= John H.A.L. de Jong =

John H.A.L. de Jong (born 22 June 1947, The Hague) graduated in General Linguistics, French and English languages from Leiden University and obtained a PhD in Educational Measurement from Twente University. He has published many articles and books on language acquisition and assessment and on educational measurement. He is specialized in the empirical scaling of language proficiency and promotes the development of internationally standardized reporting scales of language proficiency. He was involved from the start in developing the Common European Framework of Reference for Languages.

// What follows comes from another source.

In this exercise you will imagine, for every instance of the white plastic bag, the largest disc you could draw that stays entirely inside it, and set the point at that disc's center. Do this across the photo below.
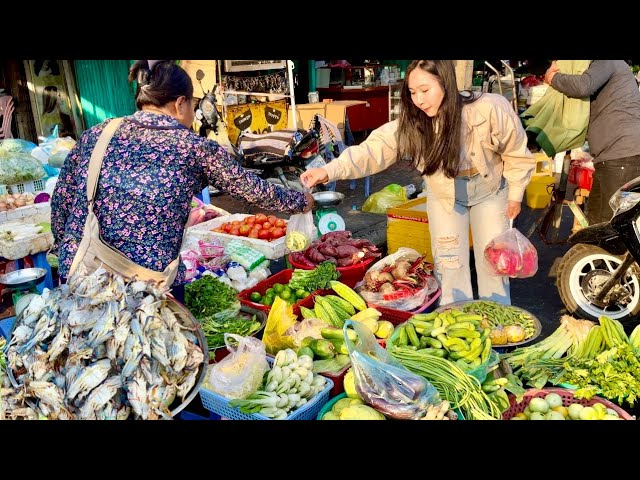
(401, 299)
(240, 373)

After teaching French for seven years, De Jong continued his career at CITO, the Dutch National Institute for Educational Management. In 2000 he set up a company, "Language Testing Services" (LTS), to provide advice and services in the areas of language curriculum development, language testing and assessment in general to national and international educational authorities, educational institutions and international business corporations. In September 2006 he joined Pearson Language Tests as Vice President Test Development and developed a new computer based test of academic English, Pearson Test of English. De Jong moved on within Pearson English and held the function of Senior Vice President Standards and Quality until he left Pearson in 2016.

He was appointed Chair in Language Testing at VU University Amsterdam in 2009 and left the university in 2017, supervising research in the area of language testing & language proficiency modeling.

In 2016 De Jong received the Cambridge/International Language Testing Association Distinguished Achievement Award.